David Levy is realistic. Levy, chair of the real estate section at Omaha law firm Baird Holm, knows that commercial real estate activity is increasing across the city in which he works.
But he also knows that if the cities across the state of Nebraska had more financial tools at their disposal, they would be able to attract even more new businesses and construction projects in 2013.
“In Omaha and Nebraska, we lack many of the tools that other states and cities have to spur development and to spur growth,” Levy said. “We have tax increment financing, but that is our primary, and in large measure only, significant tool that we can use as a financial incentive to attract growth.”
What financial tools are Omaha and the rest of Nebraska lacking? Levy would like to see the state give cities the ability to use state historic tax credits to encourage developers to invest in rehabbing historic properties. He’d also like to see Nebraska pass legislation to exempt wind-energy projects from sales taxes.

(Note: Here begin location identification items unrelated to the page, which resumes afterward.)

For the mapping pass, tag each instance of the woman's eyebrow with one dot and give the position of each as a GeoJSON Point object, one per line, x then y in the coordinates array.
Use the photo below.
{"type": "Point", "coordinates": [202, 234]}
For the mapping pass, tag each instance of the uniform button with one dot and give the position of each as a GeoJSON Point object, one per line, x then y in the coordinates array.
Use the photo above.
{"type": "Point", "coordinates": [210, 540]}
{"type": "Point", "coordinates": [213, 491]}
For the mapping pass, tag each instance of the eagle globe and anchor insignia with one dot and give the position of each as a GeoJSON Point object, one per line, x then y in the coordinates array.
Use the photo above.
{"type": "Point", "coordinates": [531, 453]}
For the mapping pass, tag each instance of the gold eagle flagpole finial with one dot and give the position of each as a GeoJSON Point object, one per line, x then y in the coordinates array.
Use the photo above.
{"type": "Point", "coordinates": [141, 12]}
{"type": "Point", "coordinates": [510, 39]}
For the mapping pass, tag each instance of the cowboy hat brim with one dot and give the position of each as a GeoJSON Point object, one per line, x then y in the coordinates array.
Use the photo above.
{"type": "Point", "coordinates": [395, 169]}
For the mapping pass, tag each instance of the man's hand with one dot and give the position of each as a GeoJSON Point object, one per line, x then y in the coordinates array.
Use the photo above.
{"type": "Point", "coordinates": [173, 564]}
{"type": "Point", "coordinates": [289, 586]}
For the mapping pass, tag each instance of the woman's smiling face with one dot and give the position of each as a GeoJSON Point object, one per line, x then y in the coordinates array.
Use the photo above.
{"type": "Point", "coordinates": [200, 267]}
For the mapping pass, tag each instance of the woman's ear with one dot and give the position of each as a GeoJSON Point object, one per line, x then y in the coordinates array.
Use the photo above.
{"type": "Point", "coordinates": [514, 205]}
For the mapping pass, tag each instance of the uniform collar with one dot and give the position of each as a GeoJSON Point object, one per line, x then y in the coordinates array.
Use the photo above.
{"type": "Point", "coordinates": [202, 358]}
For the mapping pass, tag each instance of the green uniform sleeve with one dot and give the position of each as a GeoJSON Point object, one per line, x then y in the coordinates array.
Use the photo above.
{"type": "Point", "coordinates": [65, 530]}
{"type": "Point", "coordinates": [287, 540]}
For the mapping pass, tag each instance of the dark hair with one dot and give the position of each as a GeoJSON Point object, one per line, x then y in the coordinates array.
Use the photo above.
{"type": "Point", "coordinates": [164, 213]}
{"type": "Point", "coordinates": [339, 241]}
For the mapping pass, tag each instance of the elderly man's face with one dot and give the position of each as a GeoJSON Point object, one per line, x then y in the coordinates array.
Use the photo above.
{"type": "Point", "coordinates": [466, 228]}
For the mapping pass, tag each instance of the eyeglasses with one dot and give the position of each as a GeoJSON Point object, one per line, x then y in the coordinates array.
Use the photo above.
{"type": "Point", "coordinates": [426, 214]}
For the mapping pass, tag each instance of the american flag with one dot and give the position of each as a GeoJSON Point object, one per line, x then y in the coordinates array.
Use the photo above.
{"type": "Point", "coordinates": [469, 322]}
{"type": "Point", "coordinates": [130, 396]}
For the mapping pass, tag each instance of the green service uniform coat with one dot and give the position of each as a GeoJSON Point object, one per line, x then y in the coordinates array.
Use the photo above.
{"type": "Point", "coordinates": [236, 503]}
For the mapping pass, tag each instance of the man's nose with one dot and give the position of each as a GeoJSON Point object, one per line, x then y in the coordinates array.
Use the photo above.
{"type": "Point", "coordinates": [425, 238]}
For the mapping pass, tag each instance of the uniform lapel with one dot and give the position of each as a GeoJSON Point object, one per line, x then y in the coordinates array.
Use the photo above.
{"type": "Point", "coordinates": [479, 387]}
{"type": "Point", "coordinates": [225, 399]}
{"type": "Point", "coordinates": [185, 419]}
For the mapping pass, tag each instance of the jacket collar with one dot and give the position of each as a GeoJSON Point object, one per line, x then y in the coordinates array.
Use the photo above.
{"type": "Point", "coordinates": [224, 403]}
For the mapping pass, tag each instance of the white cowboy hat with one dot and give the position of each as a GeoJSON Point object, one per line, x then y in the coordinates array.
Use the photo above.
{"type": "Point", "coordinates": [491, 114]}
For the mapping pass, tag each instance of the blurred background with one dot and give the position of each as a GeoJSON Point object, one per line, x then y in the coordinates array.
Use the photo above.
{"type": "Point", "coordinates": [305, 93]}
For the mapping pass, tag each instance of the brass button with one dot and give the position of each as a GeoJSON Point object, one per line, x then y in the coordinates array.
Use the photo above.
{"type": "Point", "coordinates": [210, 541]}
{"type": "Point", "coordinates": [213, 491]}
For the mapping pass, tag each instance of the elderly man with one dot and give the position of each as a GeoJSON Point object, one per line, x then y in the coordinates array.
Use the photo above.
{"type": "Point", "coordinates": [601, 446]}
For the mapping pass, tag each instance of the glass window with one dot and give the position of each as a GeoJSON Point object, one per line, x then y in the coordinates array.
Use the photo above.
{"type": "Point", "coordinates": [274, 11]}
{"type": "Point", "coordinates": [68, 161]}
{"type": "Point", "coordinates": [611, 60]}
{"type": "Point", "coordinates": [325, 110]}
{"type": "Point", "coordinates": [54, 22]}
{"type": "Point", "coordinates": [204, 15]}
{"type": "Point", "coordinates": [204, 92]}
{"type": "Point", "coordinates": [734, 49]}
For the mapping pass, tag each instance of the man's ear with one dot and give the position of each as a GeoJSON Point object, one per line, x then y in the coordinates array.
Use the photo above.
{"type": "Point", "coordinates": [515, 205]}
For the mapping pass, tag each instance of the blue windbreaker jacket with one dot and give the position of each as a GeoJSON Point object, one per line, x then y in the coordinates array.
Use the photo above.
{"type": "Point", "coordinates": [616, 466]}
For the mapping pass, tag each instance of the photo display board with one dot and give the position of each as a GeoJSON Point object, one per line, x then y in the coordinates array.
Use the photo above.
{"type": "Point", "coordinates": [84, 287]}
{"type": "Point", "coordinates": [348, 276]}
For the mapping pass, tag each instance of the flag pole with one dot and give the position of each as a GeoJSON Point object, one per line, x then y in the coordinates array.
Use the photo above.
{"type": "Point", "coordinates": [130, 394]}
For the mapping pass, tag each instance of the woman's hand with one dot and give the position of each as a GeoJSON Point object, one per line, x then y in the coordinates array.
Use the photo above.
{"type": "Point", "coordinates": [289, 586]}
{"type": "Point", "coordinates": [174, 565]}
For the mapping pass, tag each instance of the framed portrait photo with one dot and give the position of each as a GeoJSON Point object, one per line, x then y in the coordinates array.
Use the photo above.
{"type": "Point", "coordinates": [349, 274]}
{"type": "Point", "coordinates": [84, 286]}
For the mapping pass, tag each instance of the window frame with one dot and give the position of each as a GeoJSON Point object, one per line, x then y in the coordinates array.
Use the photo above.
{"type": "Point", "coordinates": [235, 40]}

The wind-energy matter is an especially important one. Wind has the potential to be an even bigger industry throughout Nebraska. Unfortunate for Omaha and the rest of the state, about 30 states today don’t charge sales tax on wind projects. It can be difficult, then, for Nebraska to compete with those states that offer this incentive, Levy said.
“In a competitive environment, when you are competing with other states, when you don’t offer what they are offering, it makes it more difficult,” Levy said. “Over the long term, it can slow your growth.”

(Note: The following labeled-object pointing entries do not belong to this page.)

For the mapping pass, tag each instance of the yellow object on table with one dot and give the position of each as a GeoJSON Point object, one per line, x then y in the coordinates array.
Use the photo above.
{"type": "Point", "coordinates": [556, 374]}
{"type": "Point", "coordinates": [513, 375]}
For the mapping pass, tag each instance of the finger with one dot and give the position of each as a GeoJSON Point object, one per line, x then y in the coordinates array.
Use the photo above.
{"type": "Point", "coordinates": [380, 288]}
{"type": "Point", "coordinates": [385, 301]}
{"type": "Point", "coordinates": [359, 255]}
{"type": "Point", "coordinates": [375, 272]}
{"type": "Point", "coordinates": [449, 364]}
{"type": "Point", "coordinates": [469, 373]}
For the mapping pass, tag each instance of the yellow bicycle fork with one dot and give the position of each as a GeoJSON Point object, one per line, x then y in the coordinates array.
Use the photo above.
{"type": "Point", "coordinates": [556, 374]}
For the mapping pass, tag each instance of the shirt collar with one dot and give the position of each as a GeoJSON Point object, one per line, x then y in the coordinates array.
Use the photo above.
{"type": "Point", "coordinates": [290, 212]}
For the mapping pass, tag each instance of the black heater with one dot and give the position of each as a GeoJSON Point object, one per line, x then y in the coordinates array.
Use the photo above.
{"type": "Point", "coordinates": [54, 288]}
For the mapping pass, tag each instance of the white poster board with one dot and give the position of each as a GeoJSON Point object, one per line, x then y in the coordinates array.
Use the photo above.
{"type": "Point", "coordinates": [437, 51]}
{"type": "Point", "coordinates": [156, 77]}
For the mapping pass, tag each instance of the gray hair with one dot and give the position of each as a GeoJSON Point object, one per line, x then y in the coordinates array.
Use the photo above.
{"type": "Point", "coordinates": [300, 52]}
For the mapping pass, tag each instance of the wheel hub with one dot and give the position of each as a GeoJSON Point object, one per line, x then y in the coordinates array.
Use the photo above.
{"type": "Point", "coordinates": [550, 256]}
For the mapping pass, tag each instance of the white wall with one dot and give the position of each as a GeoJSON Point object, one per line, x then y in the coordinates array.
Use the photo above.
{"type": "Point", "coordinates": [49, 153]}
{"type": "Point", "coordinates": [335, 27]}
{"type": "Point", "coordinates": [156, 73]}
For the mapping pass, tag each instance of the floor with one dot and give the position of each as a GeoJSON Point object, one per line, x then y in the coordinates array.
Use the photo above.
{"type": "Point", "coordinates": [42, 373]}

There is some hope. The state legislature is now considering bills that create a modest historic tax credit and exempt wind projects from sales tax. There are other bills under consideration that would boost the strength of the state’s TIF program.
But no one knows if these bills will pass.
“My belief is that we need to act more urgently,” Levy said. “We are not always as competitive as we could be. There is a finite supply of projects out there. If we wait too long to add these tools, we might not get another chance at some of these opportunities.”